NOTE: For the local machine method you will need to keep the browser window open whilst the upload is in progress. If you have large datasets (e.g. 200GB or above) you might want to contact the Archive (archive.manager@norstore.no) to see if there's a more efficient way of transferring the data.
Choosing the Local machine for uploading a dataset will result in the upload interface appearing (see Figure 6). Use the select button to select files from a file chooser. Once you have selected all the files for upload click the Submit Dataset button to send the data to the archive.

 


Figure 6: Screenshot of the upload for FEIDE users

 

NOTE: once you have clicked Submit dataset it is currently not possible to make changes to the dataset. If you find you have cancel the dataset (which will delete the data and metadata) and create a new dataset.

2.7.2 Upload Dataset from Project Area

 

The archive supports deposit of datasets from the Project Area.

In order to ingest data to the Archive from the Project Area:
  • Complete the basic metadata form for deposit of a new dataset
  • By choosing the option to "Project Area" and clicking the "Submit Dataset" button you will receive an email containing the dataset identifier (the UUID) and instructions on how to archive your dataset

  • After receiving the ingest dataset mail:

  • Log onto a machine that has access to the project area storage (e.g. ssh login.nird.sigma2.no ).
  • Create a manifest file containing the paths to the files that make up the dataset. The structure of the paths should be valid arguments for the UNIX “find ! -type d” command which is used by the ArchiveDataset script. For example if we define our dataset to consist of all gzipped tar files in the NS1234K project then the manifest file should contain the line:
/projects/NS1234K/ -name *.tar.gz

The manifest file can contain more than one line if the dataset spans more than one project or different types of files etc.

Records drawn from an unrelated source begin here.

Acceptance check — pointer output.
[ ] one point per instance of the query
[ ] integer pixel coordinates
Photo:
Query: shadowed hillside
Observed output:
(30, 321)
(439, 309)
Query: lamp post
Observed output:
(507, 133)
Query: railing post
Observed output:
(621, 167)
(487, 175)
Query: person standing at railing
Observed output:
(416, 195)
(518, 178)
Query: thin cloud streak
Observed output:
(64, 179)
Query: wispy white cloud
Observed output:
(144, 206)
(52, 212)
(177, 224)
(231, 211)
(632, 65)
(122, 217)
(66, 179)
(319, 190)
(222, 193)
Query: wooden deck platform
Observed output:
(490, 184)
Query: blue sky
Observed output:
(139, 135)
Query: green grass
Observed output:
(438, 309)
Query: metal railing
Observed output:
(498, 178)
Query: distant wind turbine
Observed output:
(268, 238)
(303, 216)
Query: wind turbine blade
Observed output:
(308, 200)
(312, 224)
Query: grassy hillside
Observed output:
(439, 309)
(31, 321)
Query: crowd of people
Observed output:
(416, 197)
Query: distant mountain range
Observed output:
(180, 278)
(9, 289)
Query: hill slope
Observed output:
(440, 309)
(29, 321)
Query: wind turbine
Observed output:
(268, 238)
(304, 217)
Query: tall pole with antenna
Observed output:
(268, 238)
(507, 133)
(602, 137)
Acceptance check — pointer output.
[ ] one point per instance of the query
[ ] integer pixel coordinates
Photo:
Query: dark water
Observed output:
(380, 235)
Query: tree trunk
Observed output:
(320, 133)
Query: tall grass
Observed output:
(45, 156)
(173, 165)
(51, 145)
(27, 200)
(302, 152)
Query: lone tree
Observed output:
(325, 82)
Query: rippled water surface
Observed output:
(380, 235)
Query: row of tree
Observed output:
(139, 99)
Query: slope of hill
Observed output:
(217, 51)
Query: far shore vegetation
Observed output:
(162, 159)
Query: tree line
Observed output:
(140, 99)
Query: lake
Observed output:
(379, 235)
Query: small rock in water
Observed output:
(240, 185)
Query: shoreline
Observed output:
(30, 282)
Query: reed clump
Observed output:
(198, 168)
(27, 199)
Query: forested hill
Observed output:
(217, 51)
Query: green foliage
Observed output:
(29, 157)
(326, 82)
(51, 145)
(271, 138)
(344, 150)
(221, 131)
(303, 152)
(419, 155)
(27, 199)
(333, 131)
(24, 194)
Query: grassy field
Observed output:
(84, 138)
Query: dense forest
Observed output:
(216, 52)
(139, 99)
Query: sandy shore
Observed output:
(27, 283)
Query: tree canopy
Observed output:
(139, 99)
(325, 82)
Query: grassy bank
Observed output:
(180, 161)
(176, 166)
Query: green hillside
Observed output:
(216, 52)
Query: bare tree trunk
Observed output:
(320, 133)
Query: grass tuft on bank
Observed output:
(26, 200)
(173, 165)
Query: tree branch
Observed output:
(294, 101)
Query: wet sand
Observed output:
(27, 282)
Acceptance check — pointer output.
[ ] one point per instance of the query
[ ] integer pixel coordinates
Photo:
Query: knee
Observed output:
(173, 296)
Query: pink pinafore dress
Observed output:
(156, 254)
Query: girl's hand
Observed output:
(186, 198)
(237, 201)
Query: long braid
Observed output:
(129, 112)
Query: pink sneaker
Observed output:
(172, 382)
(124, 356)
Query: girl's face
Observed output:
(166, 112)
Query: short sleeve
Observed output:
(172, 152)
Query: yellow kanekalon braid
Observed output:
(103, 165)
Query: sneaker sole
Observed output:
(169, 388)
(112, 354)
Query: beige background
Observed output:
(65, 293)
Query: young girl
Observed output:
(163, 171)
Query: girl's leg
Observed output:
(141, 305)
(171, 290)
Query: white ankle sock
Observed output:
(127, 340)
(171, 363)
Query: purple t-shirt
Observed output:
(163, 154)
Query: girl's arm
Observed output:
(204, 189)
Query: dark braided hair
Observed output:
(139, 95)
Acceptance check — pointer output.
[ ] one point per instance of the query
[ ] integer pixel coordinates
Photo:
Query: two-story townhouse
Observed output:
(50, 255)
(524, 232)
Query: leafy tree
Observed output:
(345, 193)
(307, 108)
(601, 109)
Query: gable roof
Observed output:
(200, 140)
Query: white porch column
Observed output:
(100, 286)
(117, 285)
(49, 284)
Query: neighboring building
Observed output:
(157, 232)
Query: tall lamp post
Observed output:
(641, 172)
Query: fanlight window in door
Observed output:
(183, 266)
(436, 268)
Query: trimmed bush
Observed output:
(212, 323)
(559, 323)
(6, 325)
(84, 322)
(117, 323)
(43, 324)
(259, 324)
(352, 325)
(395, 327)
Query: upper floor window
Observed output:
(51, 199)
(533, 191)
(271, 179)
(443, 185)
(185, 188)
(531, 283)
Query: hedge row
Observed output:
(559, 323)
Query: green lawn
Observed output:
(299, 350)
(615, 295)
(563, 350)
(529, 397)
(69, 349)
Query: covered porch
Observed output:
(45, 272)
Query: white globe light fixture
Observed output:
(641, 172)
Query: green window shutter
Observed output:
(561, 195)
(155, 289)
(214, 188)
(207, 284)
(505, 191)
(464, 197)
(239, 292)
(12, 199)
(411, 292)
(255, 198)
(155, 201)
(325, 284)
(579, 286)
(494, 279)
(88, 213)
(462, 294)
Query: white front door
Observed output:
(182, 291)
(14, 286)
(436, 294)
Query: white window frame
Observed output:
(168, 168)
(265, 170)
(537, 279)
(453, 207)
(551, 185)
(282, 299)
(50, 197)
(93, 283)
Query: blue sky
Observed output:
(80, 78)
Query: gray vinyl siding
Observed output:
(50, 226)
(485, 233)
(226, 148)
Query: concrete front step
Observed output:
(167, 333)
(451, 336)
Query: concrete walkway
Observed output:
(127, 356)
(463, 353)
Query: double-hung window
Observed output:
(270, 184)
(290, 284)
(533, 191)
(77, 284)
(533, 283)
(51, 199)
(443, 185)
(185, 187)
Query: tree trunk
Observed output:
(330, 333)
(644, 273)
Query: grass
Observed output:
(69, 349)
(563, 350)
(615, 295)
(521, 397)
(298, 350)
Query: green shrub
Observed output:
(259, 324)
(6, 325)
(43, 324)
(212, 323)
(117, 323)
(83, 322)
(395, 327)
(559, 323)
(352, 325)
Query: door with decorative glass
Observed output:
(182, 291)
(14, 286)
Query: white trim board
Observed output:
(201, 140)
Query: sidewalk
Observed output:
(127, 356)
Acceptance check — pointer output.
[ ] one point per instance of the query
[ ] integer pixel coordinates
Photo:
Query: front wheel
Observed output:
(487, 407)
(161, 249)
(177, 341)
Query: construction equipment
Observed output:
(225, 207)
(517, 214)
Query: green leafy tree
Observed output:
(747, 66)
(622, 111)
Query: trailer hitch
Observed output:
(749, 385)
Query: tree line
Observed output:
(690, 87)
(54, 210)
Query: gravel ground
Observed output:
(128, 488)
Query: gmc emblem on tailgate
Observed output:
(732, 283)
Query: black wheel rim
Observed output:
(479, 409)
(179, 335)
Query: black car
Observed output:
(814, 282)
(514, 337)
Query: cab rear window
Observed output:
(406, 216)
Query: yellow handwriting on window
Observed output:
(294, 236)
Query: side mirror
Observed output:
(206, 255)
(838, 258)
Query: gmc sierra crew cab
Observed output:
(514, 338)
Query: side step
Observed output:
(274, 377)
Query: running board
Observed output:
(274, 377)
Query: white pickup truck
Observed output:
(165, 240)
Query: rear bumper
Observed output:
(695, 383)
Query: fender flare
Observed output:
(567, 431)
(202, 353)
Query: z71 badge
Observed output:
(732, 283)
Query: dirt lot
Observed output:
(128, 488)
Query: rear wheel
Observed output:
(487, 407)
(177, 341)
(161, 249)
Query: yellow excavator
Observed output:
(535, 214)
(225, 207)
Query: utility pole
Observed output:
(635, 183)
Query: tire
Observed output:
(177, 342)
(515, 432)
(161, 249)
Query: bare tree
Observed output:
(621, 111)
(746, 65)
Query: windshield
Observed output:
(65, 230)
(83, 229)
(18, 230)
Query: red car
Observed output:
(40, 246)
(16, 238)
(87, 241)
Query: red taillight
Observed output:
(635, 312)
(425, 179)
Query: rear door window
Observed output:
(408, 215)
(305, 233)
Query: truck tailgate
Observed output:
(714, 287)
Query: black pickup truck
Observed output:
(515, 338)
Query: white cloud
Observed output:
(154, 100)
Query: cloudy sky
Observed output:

  • By default the files that make up the dataset will contain the full path excluding the leading '/' (e.g. project/NS1234K/subdir1/file1.dat). You can indicate that the root part of the path be removed by adding a “//” where the root path ends.

E.g. to remove “/projects/NS2134K” from “/projects/NS1234K/subdir1/file1.dat” you would add the following to your manifest file: “/projects/NS1234K///subdir1/file1.dat”. This can be used in combination with the regular expressions and globbing that are recognised by the find command. To remove “/projects/NS1234K” from the pattern which will archive all “.tar.gz” files in the directory “/projects/NS1234K/subdir1” specify the following: “/projects/NS1234K///subdir1 -name *.tar.gz”.

  • Run the command:  
ArchiveDataset UUID manifest-file

This will result in a special file being created that is used by the archiver cron-job that copies the dataset from the project area to the archive. Depending on the size of the dataset the copy can take quite a bit of time.

  • To get the status of your project-area datasets that have been submitted to the queue for archival use the command:
ListArchiveDataset [UUID]

The UUID is optional.

  • Once the copy has completed you will receive an email with the results of the copy: how much data was copied and if the copy was successful or not. At this point the dataset has been safely uploaded to the archive and you can log back onto the web interface to complete the archiving process.
  • You can cancel a request with the:
CancelArchiveDataset UUID

Only datasets that are pending or are in the process of being archived can be cancelled. It is not possible to cancel a dataset that has been archived.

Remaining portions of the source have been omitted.